Points lying directly on the reflection line

A point exactly on the reflection line reflects onto itself. This can easily cause bugs if the implementation assumes every point must pair with a distinct second point.

For example:

[[0,0], [1,0], [-1,0]]

The point (0,0) reflects to itself when the line is x = 0.

The implementation handles this naturally because the reflected coordinate calculation produces the same point, and the hash set lookup succeeds.

Duplicate points

The problem explicitly allows repeated points.
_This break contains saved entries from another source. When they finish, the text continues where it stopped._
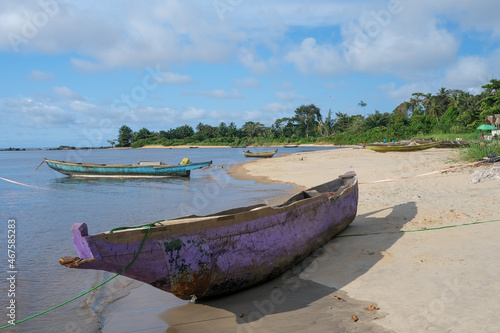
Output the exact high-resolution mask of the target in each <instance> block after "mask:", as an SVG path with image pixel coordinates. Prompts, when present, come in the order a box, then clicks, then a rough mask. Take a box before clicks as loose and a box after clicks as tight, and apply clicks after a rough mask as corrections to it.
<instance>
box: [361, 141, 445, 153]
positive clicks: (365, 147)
mask: <svg viewBox="0 0 500 333" xmlns="http://www.w3.org/2000/svg"><path fill="white" fill-rule="evenodd" d="M438 145H439V142H429V143H415V142H413V143H410V144H399V143H397V142H396V143H385V144H383V143H381V144H367V145H366V146H365V148H368V149H371V150H374V151H378V152H386V151H416V150H424V149H429V148H432V147H436V146H438Z"/></svg>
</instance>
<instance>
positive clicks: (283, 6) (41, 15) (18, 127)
mask: <svg viewBox="0 0 500 333" xmlns="http://www.w3.org/2000/svg"><path fill="white" fill-rule="evenodd" d="M498 13H500V1H498V0H474V1H472V0H461V1H451V0H439V1H436V0H432V1H431V0H420V1H416V0H350V1H348V0H335V1H334V0H315V1H310V2H305V1H299V0H287V1H284V0H283V1H282V0H267V1H258V0H253V1H250V0H203V1H202V0H191V1H175V0H161V1H156V0H150V1H117V0H107V1H96V0H87V1H70V0H24V1H18V0H2V1H0V87H1V89H0V148H8V147H20V148H32V147H58V146H60V145H72V146H78V147H87V146H93V147H98V146H108V145H109V143H108V140H115V139H116V138H117V136H118V129H119V128H120V127H121V126H122V125H127V126H129V127H130V128H131V129H132V130H134V131H138V130H139V129H141V128H143V127H145V128H147V129H149V130H151V131H160V130H168V129H170V128H175V127H177V126H182V125H185V124H187V125H190V126H192V127H193V128H195V127H196V125H197V124H198V123H200V122H202V123H204V124H209V125H212V126H218V125H219V124H220V123H221V122H225V123H226V124H229V123H231V122H234V123H235V124H236V125H237V126H238V127H241V126H242V125H243V124H244V123H245V122H247V121H254V122H257V121H258V122H261V123H262V124H264V125H266V126H270V125H272V124H273V123H274V122H275V120H277V119H279V118H283V117H291V116H293V114H294V110H295V109H296V108H297V107H299V106H301V105H309V104H314V105H316V106H317V107H319V108H320V110H321V113H322V115H323V116H326V115H327V114H328V111H329V110H331V111H332V112H333V113H335V112H342V113H347V114H349V115H354V114H362V115H368V114H371V113H374V112H375V110H378V111H380V112H392V111H393V110H394V109H395V108H396V107H397V106H398V105H399V104H400V103H401V102H403V101H405V100H409V99H410V98H411V94H412V93H414V92H422V93H433V94H435V93H437V92H438V90H439V89H440V88H441V87H445V88H448V89H462V90H465V91H469V92H472V93H474V94H476V93H479V92H481V86H482V85H484V84H486V83H488V81H489V80H490V79H492V78H497V79H498V78H499V77H500V23H499V21H498ZM360 101H363V102H364V103H366V107H365V108H361V107H360V106H359V105H358V104H359V103H360Z"/></svg>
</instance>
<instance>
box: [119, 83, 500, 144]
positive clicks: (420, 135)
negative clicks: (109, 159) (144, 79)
mask: <svg viewBox="0 0 500 333" xmlns="http://www.w3.org/2000/svg"><path fill="white" fill-rule="evenodd" d="M482 88H483V91H482V92H481V93H479V94H476V95H474V94H471V93H470V92H465V91H462V90H458V89H451V90H449V89H446V88H441V89H440V90H439V91H438V92H437V93H436V94H431V93H428V94H424V93H420V92H416V93H414V94H412V97H411V98H410V100H409V101H404V102H402V103H401V104H400V105H398V106H397V107H396V108H395V109H394V110H393V111H392V112H390V113H389V112H380V111H379V110H375V111H374V112H373V113H372V114H369V115H368V116H366V117H365V116H364V115H348V114H347V113H342V112H335V114H333V113H332V111H331V109H330V110H328V113H327V114H326V116H323V115H322V114H321V110H320V109H319V108H318V107H316V106H315V105H314V104H310V105H301V106H300V107H298V108H297V109H295V111H294V114H293V115H292V116H291V117H284V118H281V119H277V120H276V121H275V122H274V123H273V124H271V125H270V126H266V125H264V124H262V123H260V122H253V121H248V122H246V123H245V124H243V126H242V127H240V128H238V127H237V126H236V124H235V123H234V122H231V123H230V124H229V125H227V124H226V123H225V122H221V123H220V124H219V125H218V126H211V125H208V124H203V123H201V122H200V123H199V124H198V125H197V126H196V128H195V129H193V128H192V127H191V126H189V125H183V126H179V127H176V128H171V129H169V130H167V131H164V130H161V131H159V132H154V131H149V130H148V129H146V128H141V129H140V130H139V131H137V132H134V131H133V130H132V129H131V128H130V127H128V126H126V125H123V126H122V127H120V129H119V131H118V139H117V141H118V144H117V146H118V147H130V146H132V147H141V146H144V145H149V144H159V145H165V146H170V145H180V144H193V143H195V144H207V145H248V144H270V143H286V142H289V143H292V142H293V143H314V142H325V143H335V144H357V143H360V142H372V141H381V140H382V139H389V140H391V139H394V140H401V139H408V138H410V137H414V136H427V135H431V134H436V133H453V134H462V133H471V132H474V131H475V129H476V128H477V127H478V126H479V125H480V124H483V123H484V122H485V120H486V117H487V116H490V115H493V114H500V80H496V79H492V80H490V81H489V83H488V84H485V85H483V86H482ZM358 105H359V106H360V107H362V108H363V109H364V108H365V107H366V106H367V104H366V103H365V102H363V101H361V102H360V103H358Z"/></svg>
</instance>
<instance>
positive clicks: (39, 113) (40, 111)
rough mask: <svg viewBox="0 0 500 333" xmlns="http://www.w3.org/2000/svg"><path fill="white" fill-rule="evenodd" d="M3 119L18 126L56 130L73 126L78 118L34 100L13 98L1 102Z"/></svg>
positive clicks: (67, 113)
mask: <svg viewBox="0 0 500 333" xmlns="http://www.w3.org/2000/svg"><path fill="white" fill-rule="evenodd" d="M1 106H2V108H1V109H2V113H4V114H3V117H2V119H6V118H8V119H10V120H11V121H13V122H14V123H15V124H17V126H21V127H35V128H54V127H60V126H65V125H68V124H73V123H74V122H75V120H76V117H75V116H74V115H72V114H71V113H69V112H67V111H65V110H64V109H63V108H60V107H58V106H55V105H50V104H45V103H42V102H40V101H36V100H34V99H32V98H11V99H6V100H3V101H1Z"/></svg>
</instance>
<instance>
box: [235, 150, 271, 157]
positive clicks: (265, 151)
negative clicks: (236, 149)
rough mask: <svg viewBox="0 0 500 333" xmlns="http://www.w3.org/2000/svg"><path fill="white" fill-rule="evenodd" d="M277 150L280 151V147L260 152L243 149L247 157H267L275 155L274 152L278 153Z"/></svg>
mask: <svg viewBox="0 0 500 333" xmlns="http://www.w3.org/2000/svg"><path fill="white" fill-rule="evenodd" d="M277 151H278V149H275V150H268V151H260V152H255V153H253V152H251V151H250V150H246V151H243V155H245V156H246V157H263V158H266V157H273V156H274V154H276V152H277Z"/></svg>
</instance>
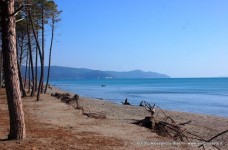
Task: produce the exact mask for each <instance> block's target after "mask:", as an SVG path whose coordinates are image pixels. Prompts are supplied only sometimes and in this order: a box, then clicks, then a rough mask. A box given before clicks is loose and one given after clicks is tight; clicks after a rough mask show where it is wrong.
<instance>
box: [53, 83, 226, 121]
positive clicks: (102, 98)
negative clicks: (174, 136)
mask: <svg viewBox="0 0 228 150" xmlns="http://www.w3.org/2000/svg"><path fill="white" fill-rule="evenodd" d="M51 87H52V88H53V89H52V90H53V91H54V92H59V93H69V94H70V95H71V96H73V95H75V94H78V93H73V92H71V91H67V90H65V89H61V88H59V87H57V86H54V85H51ZM78 95H79V96H80V97H81V98H83V99H89V100H96V101H97V100H98V101H104V102H107V103H111V104H114V105H121V106H122V105H123V104H121V102H119V103H117V102H113V101H110V100H106V99H103V98H94V97H86V96H81V95H80V94H78ZM123 101H124V99H123ZM130 106H134V107H140V106H138V105H130ZM159 107H160V106H159ZM161 109H162V110H165V111H166V112H174V113H185V114H191V115H196V116H212V117H218V118H224V119H228V116H227V117H226V116H220V115H213V114H203V113H194V112H187V111H179V110H175V109H165V108H161Z"/></svg>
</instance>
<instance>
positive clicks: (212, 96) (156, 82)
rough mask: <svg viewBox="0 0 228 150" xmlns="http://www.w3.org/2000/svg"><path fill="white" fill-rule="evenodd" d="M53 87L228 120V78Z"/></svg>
mask: <svg viewBox="0 0 228 150" xmlns="http://www.w3.org/2000/svg"><path fill="white" fill-rule="evenodd" d="M50 84H52V85H53V86H56V87H57V88H60V89H62V90H65V91H69V92H72V93H75V94H79V95H80V96H83V97H89V98H96V99H102V100H106V101H110V102H113V103H118V104H121V102H123V101H124V100H125V99H126V98H127V99H128V101H129V102H130V103H131V104H132V105H139V104H140V102H141V101H142V100H144V101H147V102H149V103H151V104H154V103H155V104H156V105H157V106H159V107H161V108H163V109H168V110H175V111H182V112H191V113H200V114H208V115H214V116H223V117H228V78H153V79H80V80H79V79H77V80H69V79H68V80H66V79H58V80H51V82H50Z"/></svg>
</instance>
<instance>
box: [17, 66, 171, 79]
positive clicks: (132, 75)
mask: <svg viewBox="0 0 228 150" xmlns="http://www.w3.org/2000/svg"><path fill="white" fill-rule="evenodd" d="M21 70H22V72H23V73H24V72H25V66H23V67H22V68H21ZM47 70H48V67H47V66H45V68H44V72H45V77H46V76H47V75H46V74H47ZM38 72H40V67H39V68H38ZM107 78H169V76H167V75H165V74H160V73H156V72H144V71H141V70H133V71H125V72H117V71H100V70H92V69H85V68H71V67H60V66H52V67H51V74H50V79H107Z"/></svg>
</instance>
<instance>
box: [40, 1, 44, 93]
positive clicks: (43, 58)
mask: <svg viewBox="0 0 228 150" xmlns="http://www.w3.org/2000/svg"><path fill="white" fill-rule="evenodd" d="M41 61H42V65H41V68H42V69H41V89H40V91H41V93H43V91H44V90H43V84H44V2H43V3H42V60H41Z"/></svg>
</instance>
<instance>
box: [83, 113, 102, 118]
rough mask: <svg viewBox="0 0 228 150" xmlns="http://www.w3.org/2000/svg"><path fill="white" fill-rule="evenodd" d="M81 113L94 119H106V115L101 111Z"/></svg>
mask: <svg viewBox="0 0 228 150" xmlns="http://www.w3.org/2000/svg"><path fill="white" fill-rule="evenodd" d="M83 115H85V116H87V117H89V118H94V119H106V116H105V114H103V113H83Z"/></svg>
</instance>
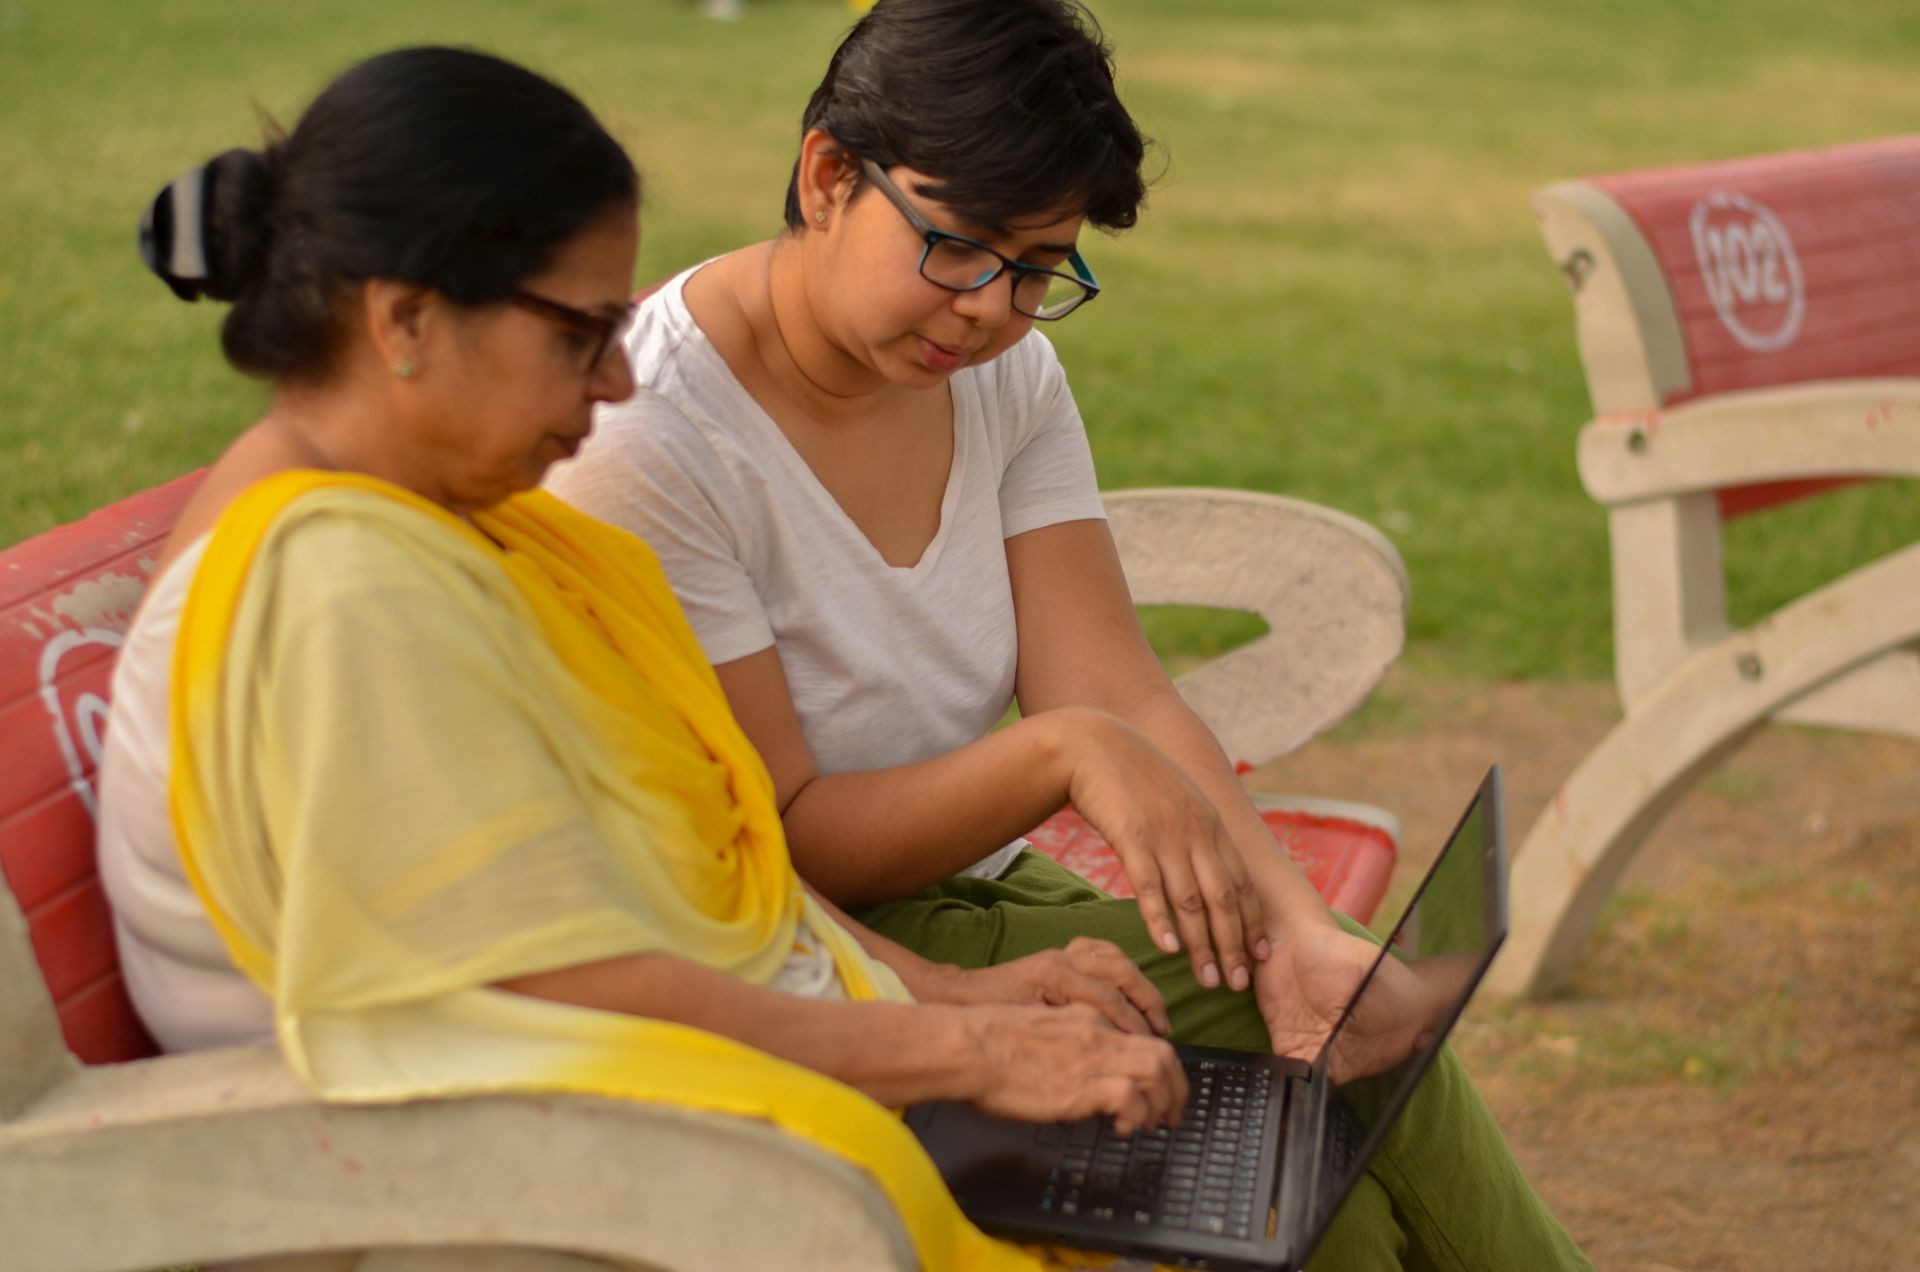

A naive implementation that relies on counts or pair removals can accidentally reject valid inputs or double-process points.

For example:

[[1,1], [-1,1], [1,1]]

The solution avoids this issue by storing points in a hash set and only checking existence of reflected counterparts. Duplicate entries do not affect correctness.

Large coordinate values

Coordinates can be as large as 10^8, which means floating point midpoint calculations could introduce precision concerns in some languages or implementations.

Instead of computing:

$$mid = (minX + maxX) / 2$$

the algorithm stores:

$$reflectionSum = minX + maxX$$

and checks reflections using integer arithmetic only. This guarantees exact comparisons and avoids precision-related bugs entirely.